Root + Bone: How not to picnic
My first childhood memory of eating outdoors is of a family road trip to Kerry in the south of Ireland. Pulling over by the side of a country road, we ate sandwiches out of the back of the car. No picnic blanket, just the kids perched on the grass verge, adults sitting awkwardly in the open car boot.
My grandfather wanted salt for his tomato sandwich, so marched up the driveway of the nearby farm to ask the farmer for some. It’s only weird in retrospect – at the time it seemed perfectly normal because eating outside was simply a matter of having no choice, not the professional, Instagrammed pursuit it is now.
Gritty sandwiches, damp crisps and lukewarm tea – those are my memories of so-called picnicking in the nineties. Rusty barbecues propped up by cinder blocks, dutifully eating anaemic chicken portions I knew full well might give me food poisoning.
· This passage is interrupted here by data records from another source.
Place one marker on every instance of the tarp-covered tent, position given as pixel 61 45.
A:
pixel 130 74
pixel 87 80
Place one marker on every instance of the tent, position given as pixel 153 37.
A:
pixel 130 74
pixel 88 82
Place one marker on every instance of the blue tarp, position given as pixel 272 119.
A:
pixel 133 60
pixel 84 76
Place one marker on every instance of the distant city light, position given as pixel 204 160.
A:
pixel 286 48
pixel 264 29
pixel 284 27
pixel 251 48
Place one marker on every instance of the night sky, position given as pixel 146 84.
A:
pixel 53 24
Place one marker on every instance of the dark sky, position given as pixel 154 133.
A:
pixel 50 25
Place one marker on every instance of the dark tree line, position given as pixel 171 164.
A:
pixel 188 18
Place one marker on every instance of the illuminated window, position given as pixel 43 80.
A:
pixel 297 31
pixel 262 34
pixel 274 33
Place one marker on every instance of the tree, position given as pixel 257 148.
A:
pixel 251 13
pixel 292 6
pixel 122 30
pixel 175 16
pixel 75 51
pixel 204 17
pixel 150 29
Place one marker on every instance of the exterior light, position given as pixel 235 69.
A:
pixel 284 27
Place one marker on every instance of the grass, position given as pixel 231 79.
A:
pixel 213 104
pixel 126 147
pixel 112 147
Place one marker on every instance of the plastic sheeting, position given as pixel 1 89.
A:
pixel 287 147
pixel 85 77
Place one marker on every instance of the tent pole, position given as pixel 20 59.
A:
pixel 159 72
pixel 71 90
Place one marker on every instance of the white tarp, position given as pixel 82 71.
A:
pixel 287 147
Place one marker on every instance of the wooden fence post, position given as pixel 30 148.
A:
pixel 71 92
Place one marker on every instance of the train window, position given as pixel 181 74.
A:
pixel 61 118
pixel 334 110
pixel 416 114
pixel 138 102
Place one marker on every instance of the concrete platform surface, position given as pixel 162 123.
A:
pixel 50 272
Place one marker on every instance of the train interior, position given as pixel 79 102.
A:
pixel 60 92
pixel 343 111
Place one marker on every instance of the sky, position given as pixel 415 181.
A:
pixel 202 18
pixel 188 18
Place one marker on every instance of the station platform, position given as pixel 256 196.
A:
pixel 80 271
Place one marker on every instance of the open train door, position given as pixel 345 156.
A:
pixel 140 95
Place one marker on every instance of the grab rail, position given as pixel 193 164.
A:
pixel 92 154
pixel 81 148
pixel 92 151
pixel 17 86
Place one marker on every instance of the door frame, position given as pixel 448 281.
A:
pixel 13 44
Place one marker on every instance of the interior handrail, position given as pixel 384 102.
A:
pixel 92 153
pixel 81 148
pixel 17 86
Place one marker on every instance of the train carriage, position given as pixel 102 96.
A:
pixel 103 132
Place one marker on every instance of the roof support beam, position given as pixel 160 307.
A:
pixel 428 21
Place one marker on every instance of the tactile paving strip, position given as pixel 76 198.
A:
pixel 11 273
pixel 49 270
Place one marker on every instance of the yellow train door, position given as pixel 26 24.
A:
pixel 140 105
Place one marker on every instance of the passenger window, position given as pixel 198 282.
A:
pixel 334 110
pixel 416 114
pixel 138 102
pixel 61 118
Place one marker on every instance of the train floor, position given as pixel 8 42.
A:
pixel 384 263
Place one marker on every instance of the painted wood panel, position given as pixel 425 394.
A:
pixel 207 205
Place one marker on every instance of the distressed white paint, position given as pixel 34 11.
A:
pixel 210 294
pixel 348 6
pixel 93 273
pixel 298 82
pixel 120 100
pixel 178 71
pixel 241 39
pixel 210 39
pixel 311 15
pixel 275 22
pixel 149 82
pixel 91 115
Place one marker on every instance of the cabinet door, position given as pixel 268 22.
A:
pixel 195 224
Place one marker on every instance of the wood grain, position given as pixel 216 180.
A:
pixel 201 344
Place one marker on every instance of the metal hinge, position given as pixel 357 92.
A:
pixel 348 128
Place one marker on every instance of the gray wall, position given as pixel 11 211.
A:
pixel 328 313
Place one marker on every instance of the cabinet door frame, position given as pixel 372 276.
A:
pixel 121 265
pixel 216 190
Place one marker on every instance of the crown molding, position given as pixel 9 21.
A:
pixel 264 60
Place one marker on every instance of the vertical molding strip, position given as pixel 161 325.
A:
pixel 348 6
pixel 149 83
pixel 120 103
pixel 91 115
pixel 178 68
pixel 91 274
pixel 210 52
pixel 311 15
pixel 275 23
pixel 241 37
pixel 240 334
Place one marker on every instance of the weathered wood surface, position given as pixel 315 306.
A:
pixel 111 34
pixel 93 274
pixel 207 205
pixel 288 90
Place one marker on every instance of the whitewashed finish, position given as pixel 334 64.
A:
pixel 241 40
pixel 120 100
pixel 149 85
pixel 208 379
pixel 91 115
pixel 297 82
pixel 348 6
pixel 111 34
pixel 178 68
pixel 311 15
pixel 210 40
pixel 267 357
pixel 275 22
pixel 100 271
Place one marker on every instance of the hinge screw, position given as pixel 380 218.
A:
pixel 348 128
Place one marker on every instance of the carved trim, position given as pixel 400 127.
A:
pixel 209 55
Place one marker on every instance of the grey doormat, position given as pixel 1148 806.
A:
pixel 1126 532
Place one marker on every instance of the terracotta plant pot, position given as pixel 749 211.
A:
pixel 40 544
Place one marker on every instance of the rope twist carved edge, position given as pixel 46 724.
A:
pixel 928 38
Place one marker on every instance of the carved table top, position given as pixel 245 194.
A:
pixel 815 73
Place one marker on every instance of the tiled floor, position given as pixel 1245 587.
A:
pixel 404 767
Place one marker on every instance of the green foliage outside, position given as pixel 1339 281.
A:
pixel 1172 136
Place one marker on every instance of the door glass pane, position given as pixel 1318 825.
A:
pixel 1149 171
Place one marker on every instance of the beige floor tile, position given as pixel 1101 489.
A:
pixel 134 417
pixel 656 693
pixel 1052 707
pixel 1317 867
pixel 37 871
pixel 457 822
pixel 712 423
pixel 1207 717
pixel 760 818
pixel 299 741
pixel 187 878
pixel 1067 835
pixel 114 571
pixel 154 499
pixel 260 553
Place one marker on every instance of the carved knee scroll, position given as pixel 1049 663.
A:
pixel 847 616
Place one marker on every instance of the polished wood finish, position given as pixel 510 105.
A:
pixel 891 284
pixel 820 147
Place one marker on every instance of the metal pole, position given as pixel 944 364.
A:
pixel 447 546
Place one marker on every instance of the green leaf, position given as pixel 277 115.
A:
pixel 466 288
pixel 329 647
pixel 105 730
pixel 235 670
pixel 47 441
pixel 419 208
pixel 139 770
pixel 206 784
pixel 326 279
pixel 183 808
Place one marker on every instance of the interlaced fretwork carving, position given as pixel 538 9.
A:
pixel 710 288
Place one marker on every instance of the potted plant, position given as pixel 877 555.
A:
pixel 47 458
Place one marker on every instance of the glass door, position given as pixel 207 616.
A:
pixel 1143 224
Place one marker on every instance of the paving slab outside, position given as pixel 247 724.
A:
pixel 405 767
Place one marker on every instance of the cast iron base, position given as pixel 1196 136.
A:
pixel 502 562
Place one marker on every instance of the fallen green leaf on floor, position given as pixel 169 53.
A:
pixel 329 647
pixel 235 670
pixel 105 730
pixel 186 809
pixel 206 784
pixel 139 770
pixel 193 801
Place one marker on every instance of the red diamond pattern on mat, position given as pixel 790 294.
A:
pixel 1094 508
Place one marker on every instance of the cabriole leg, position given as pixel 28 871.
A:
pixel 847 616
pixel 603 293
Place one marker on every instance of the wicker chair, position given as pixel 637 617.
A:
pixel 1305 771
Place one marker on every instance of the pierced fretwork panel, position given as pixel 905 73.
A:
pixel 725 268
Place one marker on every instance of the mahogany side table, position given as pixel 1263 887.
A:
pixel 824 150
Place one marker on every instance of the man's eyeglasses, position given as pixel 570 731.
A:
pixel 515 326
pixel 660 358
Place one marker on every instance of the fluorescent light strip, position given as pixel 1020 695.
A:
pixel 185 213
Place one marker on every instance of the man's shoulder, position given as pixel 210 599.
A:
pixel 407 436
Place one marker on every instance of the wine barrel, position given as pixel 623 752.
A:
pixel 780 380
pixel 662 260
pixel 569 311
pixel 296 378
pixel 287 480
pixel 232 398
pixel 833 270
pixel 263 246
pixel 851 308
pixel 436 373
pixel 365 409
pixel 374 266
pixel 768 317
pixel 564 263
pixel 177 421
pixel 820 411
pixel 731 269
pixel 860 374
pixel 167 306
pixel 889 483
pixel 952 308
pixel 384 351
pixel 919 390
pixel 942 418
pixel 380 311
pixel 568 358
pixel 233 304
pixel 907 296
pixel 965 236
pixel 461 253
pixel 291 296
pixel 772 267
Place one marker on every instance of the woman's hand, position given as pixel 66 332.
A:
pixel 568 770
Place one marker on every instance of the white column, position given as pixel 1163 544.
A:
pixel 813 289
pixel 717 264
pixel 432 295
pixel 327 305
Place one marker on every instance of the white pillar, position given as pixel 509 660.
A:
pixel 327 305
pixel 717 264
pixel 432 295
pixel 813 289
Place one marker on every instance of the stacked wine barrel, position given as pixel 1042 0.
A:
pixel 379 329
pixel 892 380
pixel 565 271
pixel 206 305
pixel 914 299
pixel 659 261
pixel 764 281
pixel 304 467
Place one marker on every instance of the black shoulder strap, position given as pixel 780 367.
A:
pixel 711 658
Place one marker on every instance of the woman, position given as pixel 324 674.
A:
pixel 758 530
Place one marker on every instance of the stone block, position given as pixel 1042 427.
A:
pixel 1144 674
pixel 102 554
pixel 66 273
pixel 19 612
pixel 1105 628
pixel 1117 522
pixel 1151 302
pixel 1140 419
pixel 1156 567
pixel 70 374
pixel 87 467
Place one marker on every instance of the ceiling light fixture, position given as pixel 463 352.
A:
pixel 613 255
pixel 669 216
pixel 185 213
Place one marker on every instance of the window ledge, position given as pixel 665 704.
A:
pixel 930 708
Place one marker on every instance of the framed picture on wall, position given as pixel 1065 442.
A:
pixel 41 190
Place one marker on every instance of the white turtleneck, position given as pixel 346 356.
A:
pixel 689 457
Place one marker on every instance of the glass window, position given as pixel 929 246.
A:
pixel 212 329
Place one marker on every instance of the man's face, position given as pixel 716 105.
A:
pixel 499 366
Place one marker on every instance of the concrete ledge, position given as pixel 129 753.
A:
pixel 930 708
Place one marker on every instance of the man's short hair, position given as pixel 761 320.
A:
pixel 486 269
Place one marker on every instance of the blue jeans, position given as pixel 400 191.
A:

My brother turning sad burgers over in the drizzle under a large golf umbrella while the rest of the family waited around the dinner table inside.
Things are supposed to be different now, particularly in London. Packets of salt and vinegar and ham and cheese rolls don’t impress on Instagram, however many filters you apply, and barbecues don’t cut it anymore without aged beef burgers and homemade relish. We’re upping our al fresco dining game, but do fancy nibbles and filtered photos disguise the horrible truth about eating outside – that it’s at best tolerable and at worst pretty crap?
At the first glimpse of sunlight in April, we’re lugging our blankets and baskets into any available green space in London, desperate to start living the life that the Marks & Spencer ads told us was possible. We have pretty picnic blankets with waterproof nether regions, six packs of the most alcoholic craft ales, brie and crackers and six different kinds of hummus. And for a while, it all looks glorious.
Anyone who has ever passed the barbecue section of London Fields after sundown on a Saturday night will know – the glory inevitable fades. Plumes of smoke from dying embers cloud the air, crumpled cans and discarded brioche buns litter the grass like the detritus of a battle that nobody won. Those delicious cans of Pimms work their magic a little too well and the Marks & Spencer dream turns into a grim shadow of its former self.
Visions of the perfect picnic go mostly unfulfilled. As a teenager, I used to lug around a square picnic backpack around the size and shape of a medium microwave oven. A present from my mother, it was the height of sophistication, complete with plastic cutlery, wine goblets, saucers and a corkscrew and made regular appearances over the summer holidays.
But there was always something missing. If it wasn’t the salt and pepper, it was the wine – usually the requisite lukewarm bottle of rosé. A grown-up picnic without wine or beer is an exercise in pointlessness – it’s amazing how copious amounts of prosecco can compensate for a soggy chicken sandwich, minus the salt and pepper.
Like the perfect Christmas dinner, the perfect picnic is something we aim for and dream about but almost never achieve. It should be all graceful lounging under the shade of an oak tree, nibbling delicacies with one hand while sipping daintily with the other. Not a mashed strawberry, warm cider or pissed-off wasp in sight.
Another fundamental problem with outside dining is that there’s usually nowhere to sit besides the ground. Some people have the knack of sitting elegantly on the grass and those people make good picnickers. Others sit cross-legged and their back hurts, lean back and their wrists hurt, lie down and they can’t drink their beer without a straw. Others bring folding chairs and those people are smart but slightly embarrassing.
Maybe we’re aiming too high. Expecting too much, consuming too much and demanding too much perfection. Maybe accepting that your beer is going to be flat, your salad is going to be underwhelming and your back is going to hurt is the true path to picnicking fulfilment.
Because we’re all going to do it anyway, aren’t we? And I’ll be among them, dusting off my tartan blanket, looking for the perfect patch of grass, away from the playground but not too close to the bins. Clutching my homemade pastrami and rye in one hand, as I drag my blanket further and further across the lawn in search of that dwindling patch of sunlight with the other. And I’ll love it, til the sun goes down.